Many of these arguments, however, are not new. What has nonetheless changed is a fresh and enthusiastic resolve by the bankers. Over the past few months, inspired by the savvy messaging of the farmers movement, the protesting bankers have been systematically harnessing social media outlets to disseminate a compelling narrative against the government’s flat-footed rationale for bank privatisation. Among their repertoire of digital strategies, the bankers have held innumerable virtual sessions to enlist wider public support and seem to have mastered the ability to create digital virality in their messaging tactics.

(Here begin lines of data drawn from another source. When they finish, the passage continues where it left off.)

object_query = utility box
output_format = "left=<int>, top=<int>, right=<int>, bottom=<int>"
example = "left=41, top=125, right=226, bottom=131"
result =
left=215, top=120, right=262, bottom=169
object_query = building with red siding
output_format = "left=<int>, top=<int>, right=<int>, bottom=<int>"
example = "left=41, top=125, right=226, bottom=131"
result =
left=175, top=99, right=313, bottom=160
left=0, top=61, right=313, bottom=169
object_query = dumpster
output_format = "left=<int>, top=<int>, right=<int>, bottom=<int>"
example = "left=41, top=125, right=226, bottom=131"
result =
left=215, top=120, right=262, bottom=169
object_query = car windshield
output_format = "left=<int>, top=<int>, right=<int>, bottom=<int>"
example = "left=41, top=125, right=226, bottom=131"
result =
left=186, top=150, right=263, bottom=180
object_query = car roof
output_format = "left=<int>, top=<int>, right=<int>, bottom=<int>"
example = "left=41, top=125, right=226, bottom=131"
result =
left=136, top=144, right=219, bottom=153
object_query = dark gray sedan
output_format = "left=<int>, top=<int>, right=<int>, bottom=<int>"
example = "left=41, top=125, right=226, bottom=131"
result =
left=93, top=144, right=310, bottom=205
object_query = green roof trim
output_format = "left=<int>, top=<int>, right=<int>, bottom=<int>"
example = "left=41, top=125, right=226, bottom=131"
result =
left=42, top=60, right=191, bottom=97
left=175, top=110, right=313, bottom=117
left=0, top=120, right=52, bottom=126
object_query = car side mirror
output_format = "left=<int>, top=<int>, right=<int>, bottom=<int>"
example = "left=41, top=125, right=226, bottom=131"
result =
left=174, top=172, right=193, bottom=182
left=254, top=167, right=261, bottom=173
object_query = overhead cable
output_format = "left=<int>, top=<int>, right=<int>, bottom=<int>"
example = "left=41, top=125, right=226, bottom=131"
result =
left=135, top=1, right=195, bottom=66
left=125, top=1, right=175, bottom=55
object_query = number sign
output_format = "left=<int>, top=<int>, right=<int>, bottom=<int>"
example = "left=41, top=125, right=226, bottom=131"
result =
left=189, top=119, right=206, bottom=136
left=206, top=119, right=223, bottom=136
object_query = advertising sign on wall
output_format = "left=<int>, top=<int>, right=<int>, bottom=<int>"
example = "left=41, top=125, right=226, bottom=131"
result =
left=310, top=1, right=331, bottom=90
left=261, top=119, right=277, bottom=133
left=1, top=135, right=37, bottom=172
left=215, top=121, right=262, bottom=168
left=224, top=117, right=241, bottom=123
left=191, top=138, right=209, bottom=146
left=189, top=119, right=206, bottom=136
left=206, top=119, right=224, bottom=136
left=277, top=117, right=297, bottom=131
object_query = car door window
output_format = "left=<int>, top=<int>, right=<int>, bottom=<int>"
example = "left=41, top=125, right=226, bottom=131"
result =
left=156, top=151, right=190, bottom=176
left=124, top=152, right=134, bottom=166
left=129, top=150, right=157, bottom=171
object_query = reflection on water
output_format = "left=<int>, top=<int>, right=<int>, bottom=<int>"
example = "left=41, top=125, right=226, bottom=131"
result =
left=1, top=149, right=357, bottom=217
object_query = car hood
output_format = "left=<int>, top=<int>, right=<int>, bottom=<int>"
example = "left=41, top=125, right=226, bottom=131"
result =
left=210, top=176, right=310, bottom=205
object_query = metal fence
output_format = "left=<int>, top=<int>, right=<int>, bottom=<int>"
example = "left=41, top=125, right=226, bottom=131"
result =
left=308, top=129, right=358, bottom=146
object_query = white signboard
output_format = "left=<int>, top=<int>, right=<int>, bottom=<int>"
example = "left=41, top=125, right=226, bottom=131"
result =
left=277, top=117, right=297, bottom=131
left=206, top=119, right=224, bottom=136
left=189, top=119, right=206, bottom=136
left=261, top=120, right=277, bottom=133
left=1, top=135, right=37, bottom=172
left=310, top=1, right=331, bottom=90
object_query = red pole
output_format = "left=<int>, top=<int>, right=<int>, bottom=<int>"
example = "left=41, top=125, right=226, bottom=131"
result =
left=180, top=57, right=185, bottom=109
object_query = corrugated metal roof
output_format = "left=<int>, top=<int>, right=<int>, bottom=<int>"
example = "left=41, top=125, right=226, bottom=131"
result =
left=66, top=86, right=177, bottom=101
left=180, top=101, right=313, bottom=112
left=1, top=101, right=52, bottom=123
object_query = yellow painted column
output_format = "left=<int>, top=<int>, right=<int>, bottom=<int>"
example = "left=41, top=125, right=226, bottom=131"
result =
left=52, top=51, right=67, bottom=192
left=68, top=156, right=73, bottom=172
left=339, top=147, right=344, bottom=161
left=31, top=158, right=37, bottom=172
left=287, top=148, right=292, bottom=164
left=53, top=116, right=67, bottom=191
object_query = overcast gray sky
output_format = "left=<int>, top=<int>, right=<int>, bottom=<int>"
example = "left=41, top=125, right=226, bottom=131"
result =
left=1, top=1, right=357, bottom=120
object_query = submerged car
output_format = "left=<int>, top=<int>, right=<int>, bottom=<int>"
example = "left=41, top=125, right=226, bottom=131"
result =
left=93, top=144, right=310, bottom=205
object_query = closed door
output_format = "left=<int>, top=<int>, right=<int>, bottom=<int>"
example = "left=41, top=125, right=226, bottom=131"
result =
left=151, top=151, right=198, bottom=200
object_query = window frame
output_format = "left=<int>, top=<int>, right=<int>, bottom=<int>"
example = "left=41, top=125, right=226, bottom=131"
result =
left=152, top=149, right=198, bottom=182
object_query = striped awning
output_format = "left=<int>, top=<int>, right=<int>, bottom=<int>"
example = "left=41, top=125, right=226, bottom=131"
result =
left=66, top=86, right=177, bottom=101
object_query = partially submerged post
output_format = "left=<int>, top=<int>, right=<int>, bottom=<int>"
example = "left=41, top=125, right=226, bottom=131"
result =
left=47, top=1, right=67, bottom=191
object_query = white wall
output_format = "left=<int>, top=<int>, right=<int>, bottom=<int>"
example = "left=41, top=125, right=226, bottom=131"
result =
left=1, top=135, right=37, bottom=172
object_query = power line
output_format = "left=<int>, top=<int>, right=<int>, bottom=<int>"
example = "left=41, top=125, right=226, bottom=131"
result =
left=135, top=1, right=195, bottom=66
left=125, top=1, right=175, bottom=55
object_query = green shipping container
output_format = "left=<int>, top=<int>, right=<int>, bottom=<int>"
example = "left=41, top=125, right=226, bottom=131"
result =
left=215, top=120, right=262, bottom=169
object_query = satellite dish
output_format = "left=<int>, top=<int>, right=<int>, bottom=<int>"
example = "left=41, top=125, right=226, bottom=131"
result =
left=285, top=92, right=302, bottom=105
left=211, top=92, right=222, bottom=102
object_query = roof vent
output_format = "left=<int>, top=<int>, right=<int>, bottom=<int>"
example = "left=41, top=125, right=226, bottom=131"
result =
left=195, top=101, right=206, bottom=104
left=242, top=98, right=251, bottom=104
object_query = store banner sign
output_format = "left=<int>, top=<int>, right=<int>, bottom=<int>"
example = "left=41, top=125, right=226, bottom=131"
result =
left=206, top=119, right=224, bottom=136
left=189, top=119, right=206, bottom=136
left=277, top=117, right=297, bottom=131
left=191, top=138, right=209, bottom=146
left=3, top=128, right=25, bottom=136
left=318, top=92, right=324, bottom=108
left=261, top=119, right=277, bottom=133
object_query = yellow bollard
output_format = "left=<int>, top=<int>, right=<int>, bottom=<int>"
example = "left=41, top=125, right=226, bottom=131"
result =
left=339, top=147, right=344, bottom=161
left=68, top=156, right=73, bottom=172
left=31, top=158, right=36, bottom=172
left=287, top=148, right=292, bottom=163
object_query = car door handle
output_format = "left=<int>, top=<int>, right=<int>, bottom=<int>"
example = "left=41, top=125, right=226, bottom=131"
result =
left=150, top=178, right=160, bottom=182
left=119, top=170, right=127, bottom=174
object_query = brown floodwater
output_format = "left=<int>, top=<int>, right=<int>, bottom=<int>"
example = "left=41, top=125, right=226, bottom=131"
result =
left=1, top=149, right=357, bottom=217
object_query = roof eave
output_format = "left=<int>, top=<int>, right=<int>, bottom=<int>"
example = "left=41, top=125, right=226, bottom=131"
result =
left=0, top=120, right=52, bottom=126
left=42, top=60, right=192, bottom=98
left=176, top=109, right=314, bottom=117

They have also been forging alliances – offline and online – with like-minded groups: the youth of Uttar Pradesh protesting against the government’s failure to fill job vacancies, Dalit and Adivasi groups fighting for the implementation of reservation policies. Even farmer leader Rakesh Tikait has come out in their support.
Government on backfoot
The results are showing. The government, it appears, seems to be on the backfoot. It may not go ahead with its plan to introduce the bill in the ongoing winter session of Parliament that seeks to amend the Banking Regulation Act and create an enabling provision for speedier bank privatisation. Even though Finance Minister Nirmala Sitharaman had announced in her Budget speech that the government would privatise two state-run banks in the current financial year, a cabinet committee set up to identify them has yet to make a decision.
Does it mean the protesting bankers are winning? It’s too early to say. What is clear, however, is that the public sector bank employees and their many new-found allies are prepared to battle hard, even for a long-drawn war. The government is keen for the strike to be called off and for the time being is making polite but firm appeals. The bankers, on the other hand, much like the farmers are insisting that the government must give them a written assurance that no bills will be brought in Parliament to privatise banks.
What, however, makes this standoff particularly noteworthy is the emergence of a new mood of resistance in India. The new crop of agitators is dropping anchor within civil society and crafting innovative social media strategies. What’s more, one increasingly gets the sense that they want the Modi government to govern by dialogue and persuasion rather than declare policy by shock-and-awe-8 pm announcements. If not, the bankers might become farmers.
Rajesh Mahapatra is an independent journalist. He writes and comments on politics, economy and public policy.